What an image that Cherubim, with its sword flaming and turning, to guard the way to the tree of life, has been for centuries of artists and writers; what an impassable sentry it has been for generation after generation of human beings. Our understanding of the exile of humanity from Eden, of our separation from the Divine creating force at the center of the universe, has been so profoundly interpreted as God’s will, rather than our doing that we actually blame God for our “problem” and sit around wondering when this “God” will change its mind about us.

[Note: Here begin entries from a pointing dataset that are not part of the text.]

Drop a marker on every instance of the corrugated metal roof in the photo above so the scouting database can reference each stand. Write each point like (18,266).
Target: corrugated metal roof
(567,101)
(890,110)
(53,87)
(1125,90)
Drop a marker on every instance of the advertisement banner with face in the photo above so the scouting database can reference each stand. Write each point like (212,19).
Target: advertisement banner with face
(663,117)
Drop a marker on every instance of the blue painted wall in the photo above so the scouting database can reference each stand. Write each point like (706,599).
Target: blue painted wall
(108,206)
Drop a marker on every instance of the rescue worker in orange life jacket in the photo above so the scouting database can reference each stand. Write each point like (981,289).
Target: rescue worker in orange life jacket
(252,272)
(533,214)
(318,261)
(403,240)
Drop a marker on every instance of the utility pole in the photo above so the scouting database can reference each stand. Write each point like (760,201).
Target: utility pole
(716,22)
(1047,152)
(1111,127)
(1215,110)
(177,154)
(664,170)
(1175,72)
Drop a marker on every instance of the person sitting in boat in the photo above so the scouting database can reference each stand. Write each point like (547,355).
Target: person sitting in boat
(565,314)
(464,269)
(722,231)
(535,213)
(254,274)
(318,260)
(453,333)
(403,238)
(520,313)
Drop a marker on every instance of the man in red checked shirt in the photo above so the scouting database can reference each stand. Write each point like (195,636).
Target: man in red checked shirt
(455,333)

But we’re the ones that need to change. “Our Return” to Eden is up to us. And here’s the kicker: I believe with all my soul that God is waiting on us! We must walk back to the angelic guardian of the gate at the east of the garden of Eden and say, “I did it. It is my doing. It wasn’t Adam, and it wasn’t Eve or that serpent. It wasn’t Abraham and it wasn’t Sarah. It wasn’t Jacob or Rebekah, or David’s brothers, or Saul, or the Philistines or the Pharisees, or Herod, or Pilate, or the Jews, the Catholics, the Muslims, or the atheists or anyone other than me – and you. We, you and I, have eaten, and we continue to eat, from the tree of which God commands us not to eat.”
The apple of selfishness: Our lives are centered on self survival, we must confess that. We give – whatever it is: time, food, clothes, money, whatever it is – we give only what we can spare.

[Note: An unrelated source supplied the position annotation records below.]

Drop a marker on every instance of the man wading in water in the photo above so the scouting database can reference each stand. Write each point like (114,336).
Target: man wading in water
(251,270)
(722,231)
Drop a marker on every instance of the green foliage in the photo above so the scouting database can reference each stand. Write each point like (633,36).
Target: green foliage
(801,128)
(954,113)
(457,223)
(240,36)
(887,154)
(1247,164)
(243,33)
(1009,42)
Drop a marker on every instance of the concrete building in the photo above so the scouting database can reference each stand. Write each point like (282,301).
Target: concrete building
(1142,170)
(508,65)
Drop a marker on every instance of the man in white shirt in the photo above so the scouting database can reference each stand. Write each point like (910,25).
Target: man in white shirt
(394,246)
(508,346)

The orange of greed: Our lives are ordered on what we can consume and use, we must acknowledge that. We never, ever, ever have enough.
The grapes of wrath: We are angry so very much of the time, we must admit that. We pretty much think it is always someone else’s fault that we are in “whatever situation” we’re in.
The peach of judgment: “How much better could this world be if others were like us.” Oh, that’s a ripe fruit, that one. All those “others” could change their lives overnight, if they’d just work harder, take care of what they have, and develop some self-respect.
The plum of fear: We are afraid … let us confess that we are afraid. Of everything, perhaps most of what the Creator asks to be: Good stewards of all creation, brothers and sisters to all others, full of selflessness, giving, compassion, openness, and faith in a better way of “being human.” The way we were created by God to “be.”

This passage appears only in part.